BY: IVAN PEREIRA, ABC News

(BALTIMORE) — Black Republican congressional candidate Kim Klacik, who entered the spotlight last year with videos attacking the late Rep. Elijah Cummings on the decline of Baltimore, brought her message to the Republican National Convention Monday night.

Klacik was defeated by Democrat Kweisi Mfume to fill Cummings’ seat in a special election in April, and is now facing off against Mfume again in November’s general election.

Klacik taped her convention remarks in West Baltimore, the same location she used for a campaign video titled “Black Lives Don’t Matter to Democrats,” that was launched last week and shared by the president.

In her RNC remarks, she once again blamed Democrats for “running this beautiful city into the ground.”

“Abandoned buildings, liquor stores on every corner, drug addicts, guns on the street. That’s now the norm in many neighborhoods,” she said.

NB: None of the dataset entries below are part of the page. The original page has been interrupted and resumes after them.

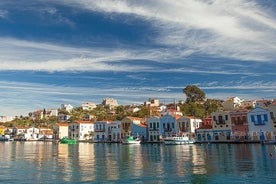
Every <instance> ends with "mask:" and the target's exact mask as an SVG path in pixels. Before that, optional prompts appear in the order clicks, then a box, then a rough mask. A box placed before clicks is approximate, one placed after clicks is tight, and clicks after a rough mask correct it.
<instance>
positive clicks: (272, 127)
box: [268, 100, 276, 140]
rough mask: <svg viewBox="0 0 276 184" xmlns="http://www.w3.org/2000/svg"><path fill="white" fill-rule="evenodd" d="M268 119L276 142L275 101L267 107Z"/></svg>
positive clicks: (275, 111)
mask: <svg viewBox="0 0 276 184" xmlns="http://www.w3.org/2000/svg"><path fill="white" fill-rule="evenodd" d="M268 110H269V114H270V119H271V125H272V131H273V134H274V139H275V140H276V100H274V101H273V102H272V103H271V104H270V105H269V106H268Z"/></svg>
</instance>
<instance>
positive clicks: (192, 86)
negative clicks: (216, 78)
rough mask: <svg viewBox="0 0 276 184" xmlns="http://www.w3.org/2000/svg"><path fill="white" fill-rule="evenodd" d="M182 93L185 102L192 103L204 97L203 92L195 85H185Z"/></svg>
mask: <svg viewBox="0 0 276 184" xmlns="http://www.w3.org/2000/svg"><path fill="white" fill-rule="evenodd" d="M183 93H185V95H186V103H190V102H192V103H194V102H197V101H203V100H204V99H205V93H204V92H203V91H202V90H201V89H199V88H198V87H197V86H195V85H188V86H186V87H185V88H184V89H183Z"/></svg>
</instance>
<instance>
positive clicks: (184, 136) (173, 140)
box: [163, 136, 195, 145]
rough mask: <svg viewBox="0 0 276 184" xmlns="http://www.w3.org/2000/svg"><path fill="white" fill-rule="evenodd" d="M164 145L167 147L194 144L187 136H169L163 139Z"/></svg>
mask: <svg viewBox="0 0 276 184" xmlns="http://www.w3.org/2000/svg"><path fill="white" fill-rule="evenodd" d="M163 142H164V144H167V145H181V144H194V143H195V140H194V139H190V137H189V136H171V137H165V138H163Z"/></svg>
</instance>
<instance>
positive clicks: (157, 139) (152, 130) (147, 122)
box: [147, 116, 160, 142]
mask: <svg viewBox="0 0 276 184" xmlns="http://www.w3.org/2000/svg"><path fill="white" fill-rule="evenodd" d="M147 124H148V141H149V142H160V131H159V130H160V119H159V117H157V116H152V117H151V118H148V119H147Z"/></svg>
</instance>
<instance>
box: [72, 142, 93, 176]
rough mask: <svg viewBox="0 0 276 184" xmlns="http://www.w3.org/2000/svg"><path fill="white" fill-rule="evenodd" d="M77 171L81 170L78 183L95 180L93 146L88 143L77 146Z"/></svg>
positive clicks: (83, 143) (80, 144) (90, 144)
mask: <svg viewBox="0 0 276 184" xmlns="http://www.w3.org/2000/svg"><path fill="white" fill-rule="evenodd" d="M75 159H76V160H78V169H79V170H81V178H80V181H93V180H95V175H96V174H95V172H96V170H95V167H94V166H95V159H96V158H95V155H94V146H93V145H92V144H89V143H79V144H78V158H75Z"/></svg>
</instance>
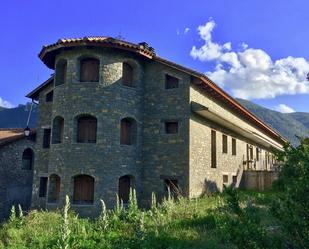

Klacik’s videos last summer blaming Cummings for the increase in litter and crime in Baltimore prompted President Donald Trump to attack Cummings for his leadership over the city, tweeting that the city was a “disgusting, rat and rodent infested mess.”

GOP congressional candidate Kim Klacik, who is running for Congress in a blue district in Maryland, speaks at #RNC2020: “The Democrats still assume that Black people will vote for them … the days of blindly supporting the Democrats are coming to an end.” https://t.co/hzdjldT92h pic.twitter.com/HLBqLCvNNr

— ABC News (@ABC) August 25, 2020

Klacik contended that Black voters will not all flock to the Democrats and that Republicans could turn the city around.

“I want Baltimore to be an example to Republicans around the country. That we can compete in our inner cities if we reach out to the citizens and deliver real results,” she said.

Mfume told the Baltimore Sun that Klacik’s message to Republicans was “about 50 years too late.”

“Donald Trump and his party don’t give a damn about inner cities, which is why they never win there. People can see what’s going on,” he told the paper Monday.